Dunstig und wolkig war es, kalt mit etwas über 10 °C. Über die Winzerer Höhen, die Auffahrt hinter der Kirche habe ich endlich gefunden, nachdem mir ein Ureinwohner die schmale Gasse gezeigt hatte, ging es mit dem Fetten zur Arbeit, schöne Schotterwege mit bis zu 21 % Steigung.

Die Sicht auf die Stadt war schlecht, diesig, den Wolken geschuldet. Nur schwach sah man den Dom, die Donau lag fahl und farblos unten im Tal. Nur das Gelb von den unzähligen Löwenzähnen auf den Wiesen und neben den Wegen brachte etwas Farbe in die Landschaft. Ich habe heute gesehen, dass der Löwenzahn der eigentliche Herrscher unserer Gegend ist. Er hat weite Gebiete fest in seiner Hand, egal wohin man zur Zeit schaut, überall ist der Löwenzahn mit seinem kräftigen Gelb zu sehen.
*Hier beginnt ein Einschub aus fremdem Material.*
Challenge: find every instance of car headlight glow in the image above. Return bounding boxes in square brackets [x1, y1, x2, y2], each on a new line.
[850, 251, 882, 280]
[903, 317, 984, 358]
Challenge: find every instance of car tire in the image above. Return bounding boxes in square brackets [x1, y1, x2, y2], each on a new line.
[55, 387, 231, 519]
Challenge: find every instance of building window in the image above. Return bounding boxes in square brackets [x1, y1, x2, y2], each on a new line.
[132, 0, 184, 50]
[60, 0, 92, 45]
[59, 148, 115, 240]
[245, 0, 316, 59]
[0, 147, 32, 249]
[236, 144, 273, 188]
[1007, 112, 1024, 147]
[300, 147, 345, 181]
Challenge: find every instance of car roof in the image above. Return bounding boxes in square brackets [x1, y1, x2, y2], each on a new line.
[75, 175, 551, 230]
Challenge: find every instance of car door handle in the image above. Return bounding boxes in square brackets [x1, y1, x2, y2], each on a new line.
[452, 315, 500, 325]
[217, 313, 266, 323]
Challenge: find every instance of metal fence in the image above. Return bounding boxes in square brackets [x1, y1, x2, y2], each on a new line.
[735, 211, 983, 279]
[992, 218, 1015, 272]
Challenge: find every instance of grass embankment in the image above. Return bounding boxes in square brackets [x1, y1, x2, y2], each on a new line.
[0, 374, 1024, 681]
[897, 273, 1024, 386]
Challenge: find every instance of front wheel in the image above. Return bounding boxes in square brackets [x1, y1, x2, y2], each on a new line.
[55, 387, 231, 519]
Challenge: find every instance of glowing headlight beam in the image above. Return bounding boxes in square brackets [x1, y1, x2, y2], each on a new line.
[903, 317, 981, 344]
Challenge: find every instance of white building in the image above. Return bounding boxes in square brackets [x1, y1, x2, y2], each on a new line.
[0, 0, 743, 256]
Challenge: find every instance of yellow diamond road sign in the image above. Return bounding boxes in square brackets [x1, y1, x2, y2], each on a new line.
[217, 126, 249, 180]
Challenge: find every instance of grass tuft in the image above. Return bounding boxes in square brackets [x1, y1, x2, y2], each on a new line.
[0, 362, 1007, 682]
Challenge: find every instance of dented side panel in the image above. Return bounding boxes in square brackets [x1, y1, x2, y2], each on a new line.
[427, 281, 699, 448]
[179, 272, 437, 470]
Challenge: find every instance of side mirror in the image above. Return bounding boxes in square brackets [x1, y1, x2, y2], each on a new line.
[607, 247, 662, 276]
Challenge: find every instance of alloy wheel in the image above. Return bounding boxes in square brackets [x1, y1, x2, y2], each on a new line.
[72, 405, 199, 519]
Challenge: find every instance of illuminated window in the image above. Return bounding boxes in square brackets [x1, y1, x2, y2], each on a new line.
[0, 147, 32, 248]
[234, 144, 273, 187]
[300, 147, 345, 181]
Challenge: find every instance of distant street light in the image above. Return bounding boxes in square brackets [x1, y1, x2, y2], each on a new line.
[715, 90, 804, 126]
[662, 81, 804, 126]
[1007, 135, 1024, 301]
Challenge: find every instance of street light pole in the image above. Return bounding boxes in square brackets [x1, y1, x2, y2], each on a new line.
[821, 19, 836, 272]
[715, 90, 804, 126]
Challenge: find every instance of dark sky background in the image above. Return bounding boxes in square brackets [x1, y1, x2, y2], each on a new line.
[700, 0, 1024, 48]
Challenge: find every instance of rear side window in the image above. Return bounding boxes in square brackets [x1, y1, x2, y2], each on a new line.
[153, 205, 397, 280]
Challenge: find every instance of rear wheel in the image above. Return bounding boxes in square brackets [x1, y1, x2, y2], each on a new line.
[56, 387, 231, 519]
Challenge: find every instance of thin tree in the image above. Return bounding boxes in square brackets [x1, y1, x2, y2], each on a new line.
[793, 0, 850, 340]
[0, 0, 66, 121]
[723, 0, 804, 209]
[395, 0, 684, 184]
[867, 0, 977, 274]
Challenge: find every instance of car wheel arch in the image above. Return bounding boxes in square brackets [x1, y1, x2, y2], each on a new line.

Sogar in den gepflegten Vorgärten der Stadtrandsiedlungen, wohl sehr zum Ärger der Anwohner … nur am Baseballstadion draußen im Stadtosten findet sich ein reiner Rasen, der auch jeden Tag in besonderer Weise gepflegt wird. Wie schön wäre da ein einziger Löwenzahn mitten im Feld …

Ganz anders dann am Abend. Die Sonne tauchte die Altstadt in warmes Licht, die Ufer waren mit Menschen besetzt, die alle den Sonnenuntergang sehen wollten, der sich dann auch in schönsten Farben über der Donau präsentierte. Ich sah die Sonne dann am Eisernen Steg untergehen, ein einsames Sportboot schaukelte leise im Schein der untergehenden Sonne auf dem Wasser.